Pak Woto dan Bu Sisur yang ikut masuk ke rumah, tertawa melihat wajah Puthut yang sudah kembali ceria. Pak Woto menepuk bahu Puthut sekali lagi. "Nah, sekarang udah lega kan? Lain kali, jangan terlalu panik. Santai aja. Anak kita itu kuat."
Puthut mengangguk sambil tersenyum malu. "Iya, Pak. Ternyata aku yang lebih heboh dari anak sendiri."
Akhirnya, semua kembali tenang. Mereka duduk bersama, melihat Kanza yang tertidur pulas. Pak Woto, dengan senyum bangga, berkata, "Nah, ini baru namanya keluarga bahagia. Meski kadang panik nggak jelas, tapi yang penting kita selalu bersama."
Bu Sisur mengangguk setuju, "Dan ingat, setiap momen kecil seperti ini, kita syukuri saja. Nanti kalau Kanza sudah besar, kita bisa ceritain bagaimana ayahnya dulu panik gara-gara susu!"
Semua tertawa lagi, dan hari itu pun diakhiri dengan rasa syukur dan kebahagiaan yang sederhana.
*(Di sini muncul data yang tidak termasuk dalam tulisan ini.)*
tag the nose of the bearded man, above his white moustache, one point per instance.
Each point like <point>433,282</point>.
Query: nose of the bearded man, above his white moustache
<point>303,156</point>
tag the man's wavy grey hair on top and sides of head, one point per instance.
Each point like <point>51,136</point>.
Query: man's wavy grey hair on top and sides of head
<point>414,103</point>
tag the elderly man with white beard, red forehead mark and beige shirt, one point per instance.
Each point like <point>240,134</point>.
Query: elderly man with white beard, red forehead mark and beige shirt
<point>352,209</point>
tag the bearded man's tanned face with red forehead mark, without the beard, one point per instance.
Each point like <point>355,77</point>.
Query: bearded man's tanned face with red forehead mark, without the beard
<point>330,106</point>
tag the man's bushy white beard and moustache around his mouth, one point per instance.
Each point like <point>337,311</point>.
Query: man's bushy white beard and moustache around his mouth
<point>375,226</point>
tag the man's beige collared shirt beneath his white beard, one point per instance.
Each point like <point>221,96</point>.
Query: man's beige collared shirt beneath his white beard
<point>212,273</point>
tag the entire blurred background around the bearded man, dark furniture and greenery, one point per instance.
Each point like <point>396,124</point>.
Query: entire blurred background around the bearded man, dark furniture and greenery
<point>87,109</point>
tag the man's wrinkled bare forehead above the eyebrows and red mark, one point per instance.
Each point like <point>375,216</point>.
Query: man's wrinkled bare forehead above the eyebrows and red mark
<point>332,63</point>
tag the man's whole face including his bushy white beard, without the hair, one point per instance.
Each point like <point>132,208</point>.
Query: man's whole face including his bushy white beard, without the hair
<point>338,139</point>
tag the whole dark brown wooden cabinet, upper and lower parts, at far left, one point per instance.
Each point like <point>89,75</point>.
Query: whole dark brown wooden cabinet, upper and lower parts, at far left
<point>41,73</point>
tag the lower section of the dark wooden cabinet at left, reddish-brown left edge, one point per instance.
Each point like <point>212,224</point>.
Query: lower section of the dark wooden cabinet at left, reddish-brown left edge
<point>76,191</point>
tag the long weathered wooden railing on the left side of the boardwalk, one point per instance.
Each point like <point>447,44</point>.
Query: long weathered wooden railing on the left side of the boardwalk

Mereka duduk bersama di ruang keluarga, menikmati momen-momen kecil yang menghangatkan hati.
Puthut, yang tadinya panik, kini bisa tersenyum lega melihat putrinya tidur dengan tenang. Marni menyandarkan kepala di bahu Puthut, sementara Pak Woto dan Bu Sisur menikmati obrolan ringan tentang kejadian-kejadian lucu hari itu.
"Mungkin besok kita harus bawa Kanza ke sawah juga," canda Pak Woto, "biar dia tahu bagaimana rasanya jadi petani sejak kecil."
Puthut tersenyum sambil mengangguk. "Iya, Pak. Mungkin nanti kalau dia sudah agak besar, kita ajak dia. Biar dia tahu, betapa serunya menghabiskan waktu bersama keluarga di sawah."
Bu Sisur menambahkan, "Yang penting, apa pun yang kita lakukan, kita tetap bersama. Kebersamaan inilah yang paling berharga."
Dan dengan itu, mereka semua sepakat bahwa kebahagiaan sejati adalah saat-saat sederhana yang diisi dengan tawa, cinta, dan rasa syukur. Hari itu berakhir dengan damai, membawa mereka tidur dengan senyum di wajah masing-masing, siap untuk petualangan dan momen lucu berikutnya yang akan datang.